A more competitive AlphaGeometry 2
AlphaGeometry 2 is a significantly improved version of AlphaGeometry. It’s a neuro-symbolic hybrid system in which the language model was based on Gemini and trained from scratch on an order of magnitude more synthetic data than its predecessor. This helped the model tackle much more challenging geometry problems, including problems about movements of objects and equations of angles, ratio or distances.
AlphaGeometry 2 employs a symbolic engine that is two orders of magnitude faster than its predecessor. When presented with a new problem, a novel knowledge-sharing mechanism is used to enable advanced combinations of different search trees to tackle more complex problems.

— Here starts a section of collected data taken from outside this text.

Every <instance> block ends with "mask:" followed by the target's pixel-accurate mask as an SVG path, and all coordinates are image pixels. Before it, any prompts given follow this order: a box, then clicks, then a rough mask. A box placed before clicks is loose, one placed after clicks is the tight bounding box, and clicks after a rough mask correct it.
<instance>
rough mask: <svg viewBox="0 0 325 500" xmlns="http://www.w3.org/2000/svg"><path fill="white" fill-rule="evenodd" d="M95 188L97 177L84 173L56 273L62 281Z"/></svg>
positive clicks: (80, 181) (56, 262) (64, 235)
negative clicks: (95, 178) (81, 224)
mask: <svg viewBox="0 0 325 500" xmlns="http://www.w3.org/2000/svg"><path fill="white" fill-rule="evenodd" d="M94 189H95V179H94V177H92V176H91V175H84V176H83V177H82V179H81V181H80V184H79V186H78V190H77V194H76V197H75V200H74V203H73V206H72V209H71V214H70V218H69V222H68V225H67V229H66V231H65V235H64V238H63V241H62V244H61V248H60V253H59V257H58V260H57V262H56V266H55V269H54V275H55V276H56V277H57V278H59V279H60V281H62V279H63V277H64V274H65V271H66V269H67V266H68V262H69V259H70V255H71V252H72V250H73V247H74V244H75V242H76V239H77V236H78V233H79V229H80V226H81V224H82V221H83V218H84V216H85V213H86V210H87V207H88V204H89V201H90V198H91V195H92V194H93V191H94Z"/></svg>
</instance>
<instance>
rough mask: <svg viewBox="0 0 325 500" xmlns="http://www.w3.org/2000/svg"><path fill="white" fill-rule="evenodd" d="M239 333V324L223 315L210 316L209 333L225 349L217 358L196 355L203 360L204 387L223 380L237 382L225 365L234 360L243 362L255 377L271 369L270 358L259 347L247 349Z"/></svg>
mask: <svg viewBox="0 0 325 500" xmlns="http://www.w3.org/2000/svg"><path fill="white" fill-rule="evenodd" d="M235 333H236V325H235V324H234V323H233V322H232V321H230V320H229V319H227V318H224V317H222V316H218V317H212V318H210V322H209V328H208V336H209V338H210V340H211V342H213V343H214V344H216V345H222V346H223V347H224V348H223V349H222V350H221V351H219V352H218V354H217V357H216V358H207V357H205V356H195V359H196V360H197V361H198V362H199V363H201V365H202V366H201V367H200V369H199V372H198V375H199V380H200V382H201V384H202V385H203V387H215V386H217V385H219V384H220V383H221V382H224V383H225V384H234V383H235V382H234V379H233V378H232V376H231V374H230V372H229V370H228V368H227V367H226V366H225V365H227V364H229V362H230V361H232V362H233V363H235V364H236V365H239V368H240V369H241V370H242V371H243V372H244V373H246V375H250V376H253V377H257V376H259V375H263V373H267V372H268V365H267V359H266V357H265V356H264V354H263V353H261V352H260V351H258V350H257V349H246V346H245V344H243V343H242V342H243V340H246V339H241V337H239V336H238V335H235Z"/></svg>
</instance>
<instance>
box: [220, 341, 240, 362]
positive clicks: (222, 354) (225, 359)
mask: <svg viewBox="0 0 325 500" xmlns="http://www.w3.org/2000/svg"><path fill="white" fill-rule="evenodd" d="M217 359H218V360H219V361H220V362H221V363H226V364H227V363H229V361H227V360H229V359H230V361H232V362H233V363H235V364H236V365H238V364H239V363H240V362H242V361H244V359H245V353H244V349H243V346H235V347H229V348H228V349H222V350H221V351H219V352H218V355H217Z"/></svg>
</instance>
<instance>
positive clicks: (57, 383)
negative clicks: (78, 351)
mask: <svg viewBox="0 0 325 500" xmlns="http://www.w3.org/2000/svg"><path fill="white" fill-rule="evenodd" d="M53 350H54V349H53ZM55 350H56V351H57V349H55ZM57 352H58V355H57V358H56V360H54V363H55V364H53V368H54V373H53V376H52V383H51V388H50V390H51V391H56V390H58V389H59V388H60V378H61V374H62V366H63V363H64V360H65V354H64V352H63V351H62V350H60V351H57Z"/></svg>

Before this year’s competition, AlphaGeometry 2 could solve 83% of all historical IMO geometry problems from the past 25 years, compared to the 53% rate achieved by its predecessor. For IMO 2024, AlphaGeometry 2 solved Problem 4 within 19 seconds after receiving its formalization.
New frontiers in mathematical reasoning
As part of our IMO work, we also experimented with a natural language reasoning system, built upon Gemini and our latest research to enable advanced problem-solving skills. This system doesn’t require the problems to be translated into a formal language and could be combined with other AI systems. We also tested this approach on this year’s IMO problems and the results showed great promise.
Our teams are continuing to explore multiple AI approaches for advancing mathematical reasoning and plan to release more technical details on AlphaProof soon.
We’re excited for a future in which mathematicians work with AI tools to explore hypotheses, try bold new approaches to solving long-standing problems and quickly complete time-consuming elements of proofs — and where AI systems like Gemini become more capable at math and broader reasoning.